Nick Train's UK equity fund could run into trouble if outflows persist due to some of the less liquid holdings in the portfolio, according to ratings agency Square Mile.
Investors withdrew £374m from the Lindsell Train UK Equity fund in September, and John Monaghan, a senior analyst at Square Mile Research, said issues might arise if this trend continued.
Mr Train's funds are known for having large stakes in FTSE 100 companies such as Unilever, Diageo and Relx, in which huge volumes of shares are bought and sold daily.
This means the manager should be able to sell shares quickly if necessary. But according to Mr Monaghan, Mr Train is reluctant to do this, as any major sell-off would increase the fund's relative exposure to its less liquid stocks.
Instead he would be inclined to raise cash by selling shares in all fund holdings on a proportional basis, the analyst said. That would mean attempting to sell down less liquid holdings, some of which count Mr Train as the largest shareholder, as well as larger stocks.
Concerns like these mean Square Mile has downgrading its rating of the fund from AAA to A, the lowest rating at which a fund can still be regarded as a buy.
"Given the current liquidity levels within the underlying stocks held, we believe there could be significant issues should the fund experience a prolonged period of and/or a sizeable level of redemptions," the ratings agency said.
Mr Train suggested recent outflows could be connected to a wider "nervousness" about the UK equity market rather than specific concerns about his fund.

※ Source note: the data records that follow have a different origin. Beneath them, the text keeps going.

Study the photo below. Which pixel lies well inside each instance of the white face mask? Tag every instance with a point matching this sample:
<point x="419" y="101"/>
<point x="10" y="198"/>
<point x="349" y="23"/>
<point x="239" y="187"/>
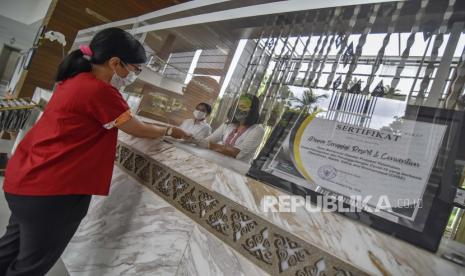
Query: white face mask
<point x="119" y="82"/>
<point x="199" y="115"/>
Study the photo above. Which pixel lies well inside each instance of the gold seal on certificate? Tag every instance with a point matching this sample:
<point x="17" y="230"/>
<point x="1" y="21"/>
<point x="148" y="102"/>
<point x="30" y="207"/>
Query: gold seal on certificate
<point x="355" y="161"/>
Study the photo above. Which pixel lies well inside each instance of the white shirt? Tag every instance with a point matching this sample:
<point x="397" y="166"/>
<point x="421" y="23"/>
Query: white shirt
<point x="247" y="143"/>
<point x="199" y="130"/>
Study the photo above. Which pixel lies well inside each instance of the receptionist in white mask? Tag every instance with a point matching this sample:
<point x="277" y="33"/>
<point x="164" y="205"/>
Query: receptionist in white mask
<point x="241" y="137"/>
<point x="197" y="126"/>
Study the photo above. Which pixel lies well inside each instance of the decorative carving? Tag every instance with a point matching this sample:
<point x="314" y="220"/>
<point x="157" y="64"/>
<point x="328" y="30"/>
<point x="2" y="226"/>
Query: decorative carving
<point x="289" y="253"/>
<point x="129" y="162"/>
<point x="206" y="203"/>
<point x="241" y="224"/>
<point x="259" y="246"/>
<point x="157" y="173"/>
<point x="188" y="201"/>
<point x="179" y="186"/>
<point x="139" y="162"/>
<point x="277" y="254"/>
<point x="144" y="173"/>
<point x="317" y="269"/>
<point x="124" y="154"/>
<point x="219" y="220"/>
<point x="341" y="272"/>
<point x="164" y="184"/>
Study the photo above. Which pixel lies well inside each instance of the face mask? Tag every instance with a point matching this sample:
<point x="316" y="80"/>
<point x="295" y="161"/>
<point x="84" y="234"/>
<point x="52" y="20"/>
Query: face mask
<point x="199" y="115"/>
<point x="119" y="82"/>
<point x="240" y="115"/>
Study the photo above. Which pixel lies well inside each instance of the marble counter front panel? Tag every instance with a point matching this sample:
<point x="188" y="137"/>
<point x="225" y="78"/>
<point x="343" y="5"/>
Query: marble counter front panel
<point x="343" y="238"/>
<point x="135" y="232"/>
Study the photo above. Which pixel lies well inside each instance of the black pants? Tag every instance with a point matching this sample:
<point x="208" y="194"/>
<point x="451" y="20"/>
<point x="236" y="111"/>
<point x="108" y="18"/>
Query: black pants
<point x="39" y="230"/>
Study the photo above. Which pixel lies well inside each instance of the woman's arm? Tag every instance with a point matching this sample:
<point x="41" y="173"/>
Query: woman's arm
<point x="139" y="129"/>
<point x="226" y="150"/>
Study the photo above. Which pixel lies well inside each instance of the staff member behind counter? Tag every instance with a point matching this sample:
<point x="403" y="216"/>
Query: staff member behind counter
<point x="240" y="138"/>
<point x="198" y="127"/>
<point x="68" y="155"/>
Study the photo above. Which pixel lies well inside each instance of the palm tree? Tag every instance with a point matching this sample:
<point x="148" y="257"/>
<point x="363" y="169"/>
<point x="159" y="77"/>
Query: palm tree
<point x="308" y="99"/>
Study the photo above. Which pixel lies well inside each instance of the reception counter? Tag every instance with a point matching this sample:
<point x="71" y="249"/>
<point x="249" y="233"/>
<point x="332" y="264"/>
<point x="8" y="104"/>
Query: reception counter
<point x="178" y="210"/>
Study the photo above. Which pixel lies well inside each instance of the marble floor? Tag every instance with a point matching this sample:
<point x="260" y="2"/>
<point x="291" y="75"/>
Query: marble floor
<point x="135" y="232"/>
<point x="59" y="268"/>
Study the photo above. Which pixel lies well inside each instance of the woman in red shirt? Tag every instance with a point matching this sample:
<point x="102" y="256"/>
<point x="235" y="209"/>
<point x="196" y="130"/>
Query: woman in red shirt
<point x="69" y="153"/>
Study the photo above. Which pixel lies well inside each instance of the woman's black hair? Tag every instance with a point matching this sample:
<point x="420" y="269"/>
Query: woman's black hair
<point x="107" y="43"/>
<point x="254" y="113"/>
<point x="207" y="107"/>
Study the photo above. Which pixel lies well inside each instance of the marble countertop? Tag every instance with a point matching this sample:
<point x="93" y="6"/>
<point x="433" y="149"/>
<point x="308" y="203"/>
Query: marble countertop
<point x="353" y="242"/>
<point x="135" y="232"/>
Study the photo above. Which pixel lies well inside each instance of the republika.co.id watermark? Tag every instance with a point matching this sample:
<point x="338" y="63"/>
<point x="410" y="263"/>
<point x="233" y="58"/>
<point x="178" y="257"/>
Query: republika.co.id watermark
<point x="291" y="203"/>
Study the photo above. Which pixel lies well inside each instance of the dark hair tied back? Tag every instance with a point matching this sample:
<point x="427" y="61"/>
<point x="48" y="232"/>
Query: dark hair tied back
<point x="107" y="43"/>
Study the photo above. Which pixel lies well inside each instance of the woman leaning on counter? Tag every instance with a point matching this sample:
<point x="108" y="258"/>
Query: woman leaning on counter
<point x="68" y="155"/>
<point x="240" y="138"/>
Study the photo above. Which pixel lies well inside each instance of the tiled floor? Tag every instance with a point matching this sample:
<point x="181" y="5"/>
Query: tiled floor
<point x="59" y="269"/>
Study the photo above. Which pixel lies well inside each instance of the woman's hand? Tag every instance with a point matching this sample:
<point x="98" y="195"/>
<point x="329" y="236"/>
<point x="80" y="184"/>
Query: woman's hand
<point x="178" y="133"/>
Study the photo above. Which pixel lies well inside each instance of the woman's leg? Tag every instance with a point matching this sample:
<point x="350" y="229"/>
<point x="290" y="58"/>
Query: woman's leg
<point x="9" y="245"/>
<point x="46" y="224"/>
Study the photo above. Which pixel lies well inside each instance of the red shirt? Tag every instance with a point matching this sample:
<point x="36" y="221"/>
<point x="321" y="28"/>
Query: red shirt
<point x="71" y="149"/>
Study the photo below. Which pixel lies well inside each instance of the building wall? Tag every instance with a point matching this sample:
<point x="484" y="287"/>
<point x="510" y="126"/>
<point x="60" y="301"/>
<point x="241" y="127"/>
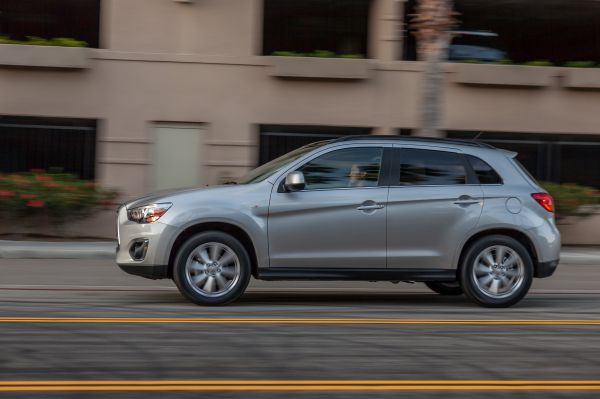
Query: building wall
<point x="166" y="61"/>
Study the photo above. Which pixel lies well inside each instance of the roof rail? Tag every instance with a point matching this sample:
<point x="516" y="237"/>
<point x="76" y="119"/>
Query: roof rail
<point x="469" y="142"/>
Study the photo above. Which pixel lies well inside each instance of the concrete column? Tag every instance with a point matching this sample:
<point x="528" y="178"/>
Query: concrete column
<point x="385" y="29"/>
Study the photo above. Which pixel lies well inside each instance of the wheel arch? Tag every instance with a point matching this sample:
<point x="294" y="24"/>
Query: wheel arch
<point x="235" y="231"/>
<point x="518" y="235"/>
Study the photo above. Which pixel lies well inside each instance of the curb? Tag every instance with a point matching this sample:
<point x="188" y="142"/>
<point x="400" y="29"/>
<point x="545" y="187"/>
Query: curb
<point x="106" y="250"/>
<point x="57" y="250"/>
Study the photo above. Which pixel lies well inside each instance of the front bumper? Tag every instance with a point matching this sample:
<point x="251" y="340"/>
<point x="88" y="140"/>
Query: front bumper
<point x="546" y="269"/>
<point x="157" y="236"/>
<point x="152" y="272"/>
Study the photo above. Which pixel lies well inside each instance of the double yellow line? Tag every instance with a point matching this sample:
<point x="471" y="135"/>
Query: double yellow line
<point x="296" y="320"/>
<point x="301" y="385"/>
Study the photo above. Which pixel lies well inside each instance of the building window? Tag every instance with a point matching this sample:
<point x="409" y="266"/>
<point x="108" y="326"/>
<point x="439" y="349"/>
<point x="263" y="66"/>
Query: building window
<point x="316" y="27"/>
<point x="522" y="31"/>
<point x="561" y="158"/>
<point x="67" y="145"/>
<point x="277" y="140"/>
<point x="48" y="19"/>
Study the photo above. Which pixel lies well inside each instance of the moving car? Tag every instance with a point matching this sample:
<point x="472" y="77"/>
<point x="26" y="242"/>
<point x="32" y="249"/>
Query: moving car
<point x="461" y="216"/>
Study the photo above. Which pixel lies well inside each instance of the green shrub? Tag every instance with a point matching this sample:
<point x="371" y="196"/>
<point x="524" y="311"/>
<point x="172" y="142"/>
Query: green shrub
<point x="539" y="63"/>
<point x="572" y="199"/>
<point x="472" y="61"/>
<point x="62" y="196"/>
<point x="580" y="64"/>
<point x="317" y="54"/>
<point x="40" y="41"/>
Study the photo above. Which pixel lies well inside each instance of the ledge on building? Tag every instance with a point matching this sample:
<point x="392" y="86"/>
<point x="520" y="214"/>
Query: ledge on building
<point x="44" y="56"/>
<point x="581" y="78"/>
<point x="320" y="68"/>
<point x="503" y="75"/>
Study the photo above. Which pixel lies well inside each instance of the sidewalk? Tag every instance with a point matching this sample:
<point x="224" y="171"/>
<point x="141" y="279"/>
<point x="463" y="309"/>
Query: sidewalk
<point x="106" y="250"/>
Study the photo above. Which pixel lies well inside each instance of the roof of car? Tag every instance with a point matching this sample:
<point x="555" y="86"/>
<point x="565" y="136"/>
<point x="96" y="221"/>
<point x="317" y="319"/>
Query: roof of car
<point x="467" y="142"/>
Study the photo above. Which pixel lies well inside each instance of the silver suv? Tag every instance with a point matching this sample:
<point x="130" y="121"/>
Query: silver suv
<point x="460" y="216"/>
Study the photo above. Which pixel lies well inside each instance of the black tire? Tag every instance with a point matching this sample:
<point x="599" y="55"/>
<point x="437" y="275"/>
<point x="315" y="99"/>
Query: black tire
<point x="476" y="291"/>
<point x="444" y="288"/>
<point x="182" y="277"/>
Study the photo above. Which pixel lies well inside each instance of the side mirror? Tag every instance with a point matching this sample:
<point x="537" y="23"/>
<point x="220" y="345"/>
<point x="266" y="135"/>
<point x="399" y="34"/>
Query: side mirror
<point x="294" y="181"/>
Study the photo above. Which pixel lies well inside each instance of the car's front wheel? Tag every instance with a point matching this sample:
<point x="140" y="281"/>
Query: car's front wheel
<point x="445" y="288"/>
<point x="212" y="268"/>
<point x="497" y="271"/>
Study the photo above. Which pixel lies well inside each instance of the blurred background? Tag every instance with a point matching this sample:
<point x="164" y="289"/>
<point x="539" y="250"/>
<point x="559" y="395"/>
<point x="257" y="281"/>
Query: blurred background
<point x="105" y="100"/>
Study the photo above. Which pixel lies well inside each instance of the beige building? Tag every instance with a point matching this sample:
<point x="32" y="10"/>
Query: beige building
<point x="181" y="93"/>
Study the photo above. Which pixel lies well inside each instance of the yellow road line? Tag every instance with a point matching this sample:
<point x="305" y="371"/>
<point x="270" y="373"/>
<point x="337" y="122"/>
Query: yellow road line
<point x="275" y="320"/>
<point x="392" y="387"/>
<point x="298" y="382"/>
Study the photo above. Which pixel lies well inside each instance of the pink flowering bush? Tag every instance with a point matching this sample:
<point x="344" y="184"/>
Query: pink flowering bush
<point x="57" y="195"/>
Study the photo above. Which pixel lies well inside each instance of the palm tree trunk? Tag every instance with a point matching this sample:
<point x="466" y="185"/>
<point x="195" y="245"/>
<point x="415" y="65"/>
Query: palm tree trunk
<point x="433" y="88"/>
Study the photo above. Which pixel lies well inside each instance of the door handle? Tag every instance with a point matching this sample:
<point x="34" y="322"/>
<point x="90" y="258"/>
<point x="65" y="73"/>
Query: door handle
<point x="370" y="206"/>
<point x="466" y="200"/>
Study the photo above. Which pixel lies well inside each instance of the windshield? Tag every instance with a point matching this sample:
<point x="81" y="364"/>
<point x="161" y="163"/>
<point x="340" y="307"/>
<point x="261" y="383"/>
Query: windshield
<point x="263" y="172"/>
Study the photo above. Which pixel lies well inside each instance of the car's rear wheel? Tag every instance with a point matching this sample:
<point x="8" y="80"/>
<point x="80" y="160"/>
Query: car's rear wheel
<point x="497" y="271"/>
<point x="212" y="268"/>
<point x="445" y="288"/>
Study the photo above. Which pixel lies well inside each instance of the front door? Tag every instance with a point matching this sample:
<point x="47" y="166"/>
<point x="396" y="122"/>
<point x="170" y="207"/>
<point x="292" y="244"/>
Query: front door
<point x="431" y="208"/>
<point x="338" y="220"/>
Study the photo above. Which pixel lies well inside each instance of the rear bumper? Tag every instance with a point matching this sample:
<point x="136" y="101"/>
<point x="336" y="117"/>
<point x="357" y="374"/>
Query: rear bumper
<point x="546" y="269"/>
<point x="151" y="272"/>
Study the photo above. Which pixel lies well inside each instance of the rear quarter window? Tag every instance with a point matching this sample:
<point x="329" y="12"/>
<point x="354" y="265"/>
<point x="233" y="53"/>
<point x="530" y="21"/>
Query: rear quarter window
<point x="484" y="172"/>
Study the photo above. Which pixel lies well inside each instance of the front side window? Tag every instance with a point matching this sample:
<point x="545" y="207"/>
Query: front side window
<point x="430" y="167"/>
<point x="264" y="171"/>
<point x="346" y="168"/>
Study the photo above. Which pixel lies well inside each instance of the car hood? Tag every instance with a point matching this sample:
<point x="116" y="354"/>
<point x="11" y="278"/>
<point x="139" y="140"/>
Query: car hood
<point x="178" y="194"/>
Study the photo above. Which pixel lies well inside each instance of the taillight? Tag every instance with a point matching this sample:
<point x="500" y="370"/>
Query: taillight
<point x="545" y="200"/>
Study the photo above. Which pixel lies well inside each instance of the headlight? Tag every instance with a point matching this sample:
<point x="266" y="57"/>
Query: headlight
<point x="148" y="213"/>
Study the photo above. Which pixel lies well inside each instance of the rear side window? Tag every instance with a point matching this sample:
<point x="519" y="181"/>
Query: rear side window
<point x="430" y="167"/>
<point x="484" y="172"/>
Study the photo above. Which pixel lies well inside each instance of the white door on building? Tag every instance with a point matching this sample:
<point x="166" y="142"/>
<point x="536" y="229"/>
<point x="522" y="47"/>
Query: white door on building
<point x="177" y="155"/>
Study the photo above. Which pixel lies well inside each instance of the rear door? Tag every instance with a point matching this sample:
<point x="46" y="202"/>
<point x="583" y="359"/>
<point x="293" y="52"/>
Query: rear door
<point x="434" y="201"/>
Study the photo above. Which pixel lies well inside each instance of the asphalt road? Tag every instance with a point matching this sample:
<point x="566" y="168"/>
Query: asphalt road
<point x="69" y="322"/>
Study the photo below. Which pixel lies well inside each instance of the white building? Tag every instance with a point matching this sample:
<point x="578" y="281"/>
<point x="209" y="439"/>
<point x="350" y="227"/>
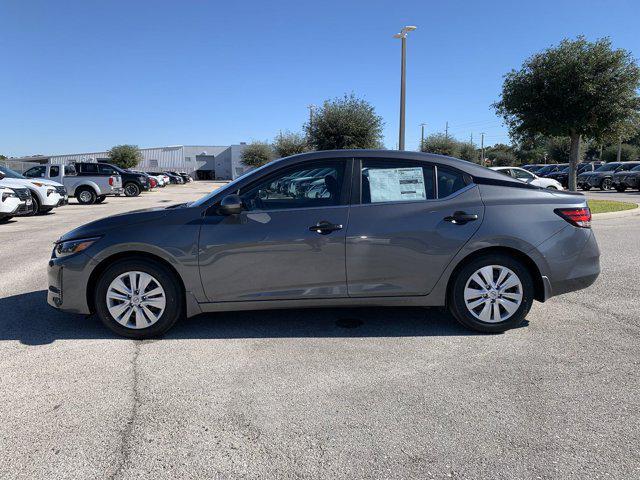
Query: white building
<point x="199" y="161"/>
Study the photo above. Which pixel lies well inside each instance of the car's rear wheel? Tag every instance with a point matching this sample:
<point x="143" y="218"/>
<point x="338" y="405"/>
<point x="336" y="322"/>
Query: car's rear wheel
<point x="138" y="298"/>
<point x="491" y="294"/>
<point x="86" y="196"/>
<point x="131" y="190"/>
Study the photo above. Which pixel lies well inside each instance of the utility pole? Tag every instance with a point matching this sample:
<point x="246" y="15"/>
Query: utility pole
<point x="311" y="107"/>
<point x="403" y="71"/>
<point x="619" y="154"/>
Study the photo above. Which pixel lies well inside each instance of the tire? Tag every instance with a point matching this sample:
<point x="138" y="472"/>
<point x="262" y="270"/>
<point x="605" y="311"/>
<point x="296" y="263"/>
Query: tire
<point x="86" y="196"/>
<point x="131" y="190"/>
<point x="35" y="206"/>
<point x="508" y="319"/>
<point x="133" y="327"/>
<point x="606" y="184"/>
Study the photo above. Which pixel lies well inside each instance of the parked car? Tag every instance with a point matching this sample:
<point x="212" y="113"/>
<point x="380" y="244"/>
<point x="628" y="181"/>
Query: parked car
<point x="45" y="194"/>
<point x="548" y="169"/>
<point x="133" y="183"/>
<point x="174" y="178"/>
<point x="533" y="168"/>
<point x="162" y="175"/>
<point x="394" y="229"/>
<point x="85" y="181"/>
<point x="186" y="177"/>
<point x="9" y="203"/>
<point x="562" y="176"/>
<point x="627" y="176"/>
<point x="528" y="177"/>
<point x="602" y="177"/>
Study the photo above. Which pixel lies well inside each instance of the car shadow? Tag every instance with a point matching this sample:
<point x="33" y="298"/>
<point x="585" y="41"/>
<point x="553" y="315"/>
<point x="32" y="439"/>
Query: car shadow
<point x="28" y="319"/>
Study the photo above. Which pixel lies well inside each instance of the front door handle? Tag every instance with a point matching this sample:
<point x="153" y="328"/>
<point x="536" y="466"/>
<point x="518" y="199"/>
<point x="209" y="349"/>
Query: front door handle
<point x="324" y="227"/>
<point x="460" y="218"/>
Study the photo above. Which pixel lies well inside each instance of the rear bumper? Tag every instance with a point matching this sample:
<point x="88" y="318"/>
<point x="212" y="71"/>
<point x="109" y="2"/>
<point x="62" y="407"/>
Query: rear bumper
<point x="569" y="261"/>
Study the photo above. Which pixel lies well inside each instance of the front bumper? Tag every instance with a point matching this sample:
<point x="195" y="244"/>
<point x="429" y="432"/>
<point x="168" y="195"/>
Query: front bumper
<point x="68" y="278"/>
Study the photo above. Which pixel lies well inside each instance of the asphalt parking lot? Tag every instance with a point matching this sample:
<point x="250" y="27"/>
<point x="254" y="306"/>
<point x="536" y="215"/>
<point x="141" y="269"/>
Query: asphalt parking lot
<point x="366" y="393"/>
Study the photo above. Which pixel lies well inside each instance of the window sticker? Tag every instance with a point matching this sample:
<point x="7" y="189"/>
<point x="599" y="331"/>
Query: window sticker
<point x="397" y="184"/>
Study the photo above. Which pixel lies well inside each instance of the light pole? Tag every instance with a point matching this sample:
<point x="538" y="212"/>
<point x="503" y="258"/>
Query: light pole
<point x="403" y="67"/>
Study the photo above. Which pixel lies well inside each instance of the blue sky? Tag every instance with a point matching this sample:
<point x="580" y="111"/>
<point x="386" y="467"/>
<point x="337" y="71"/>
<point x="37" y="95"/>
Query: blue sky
<point x="85" y="75"/>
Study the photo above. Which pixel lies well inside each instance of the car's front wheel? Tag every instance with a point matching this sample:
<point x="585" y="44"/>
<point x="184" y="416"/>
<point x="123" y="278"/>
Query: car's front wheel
<point x="131" y="190"/>
<point x="138" y="298"/>
<point x="491" y="294"/>
<point x="86" y="196"/>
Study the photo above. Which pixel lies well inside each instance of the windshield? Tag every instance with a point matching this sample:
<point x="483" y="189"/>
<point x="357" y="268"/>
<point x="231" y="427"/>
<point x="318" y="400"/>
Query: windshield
<point x="10" y="173"/>
<point x="607" y="167"/>
<point x="229" y="186"/>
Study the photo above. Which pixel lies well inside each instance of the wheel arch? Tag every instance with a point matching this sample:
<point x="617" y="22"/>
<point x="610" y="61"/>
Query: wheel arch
<point x="133" y="255"/>
<point x="527" y="261"/>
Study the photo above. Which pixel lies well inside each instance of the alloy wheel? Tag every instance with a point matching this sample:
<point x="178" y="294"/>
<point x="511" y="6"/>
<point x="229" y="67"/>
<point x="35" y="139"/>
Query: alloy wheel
<point x="136" y="300"/>
<point x="493" y="293"/>
<point x="85" y="196"/>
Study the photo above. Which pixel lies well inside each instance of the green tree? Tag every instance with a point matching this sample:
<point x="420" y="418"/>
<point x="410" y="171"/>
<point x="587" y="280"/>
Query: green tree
<point x="125" y="156"/>
<point x="256" y="154"/>
<point x="289" y="143"/>
<point x="627" y="153"/>
<point x="577" y="89"/>
<point x="347" y="122"/>
<point x="440" y="144"/>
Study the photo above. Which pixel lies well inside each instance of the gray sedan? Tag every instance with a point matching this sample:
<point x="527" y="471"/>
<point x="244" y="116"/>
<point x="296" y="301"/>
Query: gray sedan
<point x="366" y="227"/>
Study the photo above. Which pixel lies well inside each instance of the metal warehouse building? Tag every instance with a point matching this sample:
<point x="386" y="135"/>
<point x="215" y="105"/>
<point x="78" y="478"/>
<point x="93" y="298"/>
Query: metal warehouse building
<point x="199" y="161"/>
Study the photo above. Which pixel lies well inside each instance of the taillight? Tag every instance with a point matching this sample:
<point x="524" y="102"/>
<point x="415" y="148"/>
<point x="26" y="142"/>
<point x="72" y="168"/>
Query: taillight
<point x="580" y="217"/>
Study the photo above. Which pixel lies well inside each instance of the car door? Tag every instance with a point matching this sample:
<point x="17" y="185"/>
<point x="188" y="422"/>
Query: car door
<point x="286" y="244"/>
<point x="407" y="221"/>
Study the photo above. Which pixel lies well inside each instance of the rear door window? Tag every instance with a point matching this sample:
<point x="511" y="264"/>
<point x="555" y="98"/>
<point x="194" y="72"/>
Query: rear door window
<point x="396" y="181"/>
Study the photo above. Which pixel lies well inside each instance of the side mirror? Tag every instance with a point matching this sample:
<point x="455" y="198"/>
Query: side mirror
<point x="230" y="205"/>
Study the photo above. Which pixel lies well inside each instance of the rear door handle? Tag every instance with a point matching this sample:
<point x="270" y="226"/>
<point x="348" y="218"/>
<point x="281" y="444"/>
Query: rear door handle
<point x="460" y="218"/>
<point x="324" y="227"/>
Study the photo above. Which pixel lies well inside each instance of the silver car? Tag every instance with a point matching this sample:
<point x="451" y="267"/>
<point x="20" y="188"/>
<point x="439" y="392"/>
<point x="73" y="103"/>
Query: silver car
<point x="389" y="229"/>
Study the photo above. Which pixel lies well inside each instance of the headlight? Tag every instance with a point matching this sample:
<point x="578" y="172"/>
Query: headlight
<point x="64" y="249"/>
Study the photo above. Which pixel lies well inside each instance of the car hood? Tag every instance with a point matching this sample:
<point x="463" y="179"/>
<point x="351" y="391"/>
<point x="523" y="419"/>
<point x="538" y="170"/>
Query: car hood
<point x="122" y="220"/>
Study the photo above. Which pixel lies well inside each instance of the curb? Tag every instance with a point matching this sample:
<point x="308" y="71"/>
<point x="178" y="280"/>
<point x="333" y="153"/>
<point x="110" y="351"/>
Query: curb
<point x="634" y="212"/>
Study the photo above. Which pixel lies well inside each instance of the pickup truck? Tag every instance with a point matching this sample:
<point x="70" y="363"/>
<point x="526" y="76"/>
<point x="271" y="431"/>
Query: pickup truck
<point x="133" y="183"/>
<point x="86" y="185"/>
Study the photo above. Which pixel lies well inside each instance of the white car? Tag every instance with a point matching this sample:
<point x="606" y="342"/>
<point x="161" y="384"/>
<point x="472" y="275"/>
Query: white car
<point x="528" y="177"/>
<point x="9" y="203"/>
<point x="46" y="194"/>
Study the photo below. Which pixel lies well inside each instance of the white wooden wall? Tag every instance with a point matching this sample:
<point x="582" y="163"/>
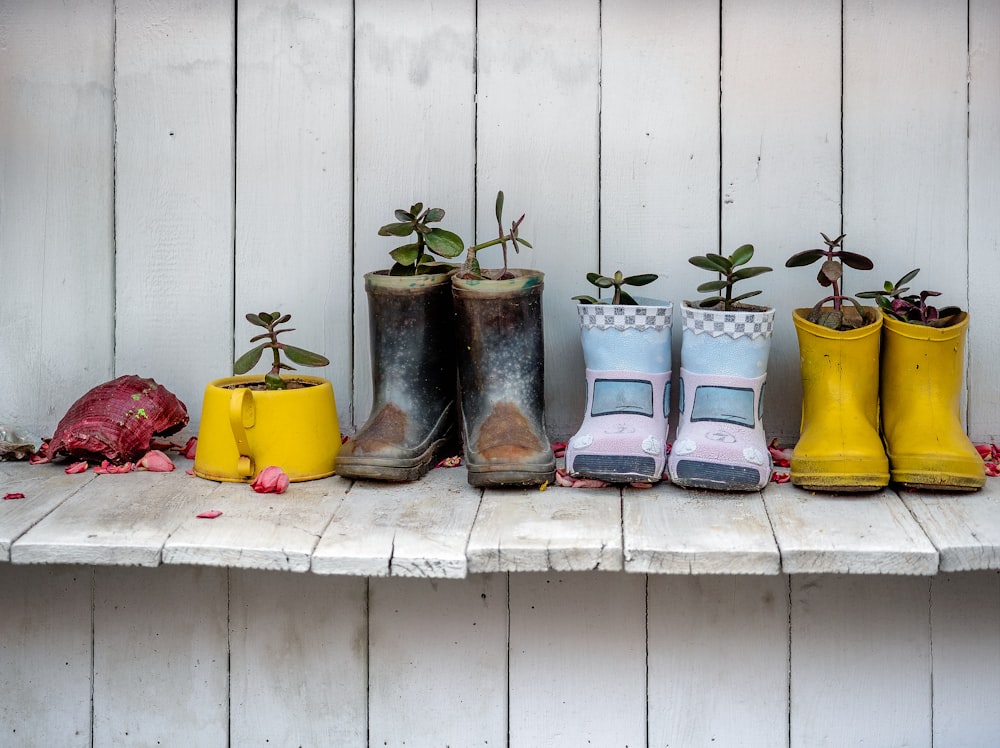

Less liquid holdings in Mr Train's fund include Celtic Football Club, Manchester United Football Club and pub company Young & Co's Brewery. Young's has a market cap of over £700m but is listed on the Alternative Investment Market, where trading volumes are thinner.
Lindsell Train is the largest institutional holder of Celtic and Young's stock, and the second largest institutional holder of Manchester United's stock, according to S&P Capital IQ data.
Square Mile's Mr Monaghan said he remains confident in the fund manager’s ability over the long term, but that the present shift away from growth stocks and into value stocks in the market was likely to mean a period of underperformance, and a potential liquidity issue in the short and medium term.
The Lindsell Train UK Equity fund has lost 3 per cent in the past three months to November 26, according to data from FE Analytics, compared with a gain of 5 per cent for the average fund in the IA UK All Companies sector in the same time period.
Over the past five years the fund has returned 78 per cent, compared with 36 per cent for the sector average.
In his most recent update to investors, Mr Train said: "As confidence increases that the UK will avoid a no-deal Brexit the so-called 'defensive' companies that make up a significant part of your portfolio become less highly valued by investors and their share prices have fallen."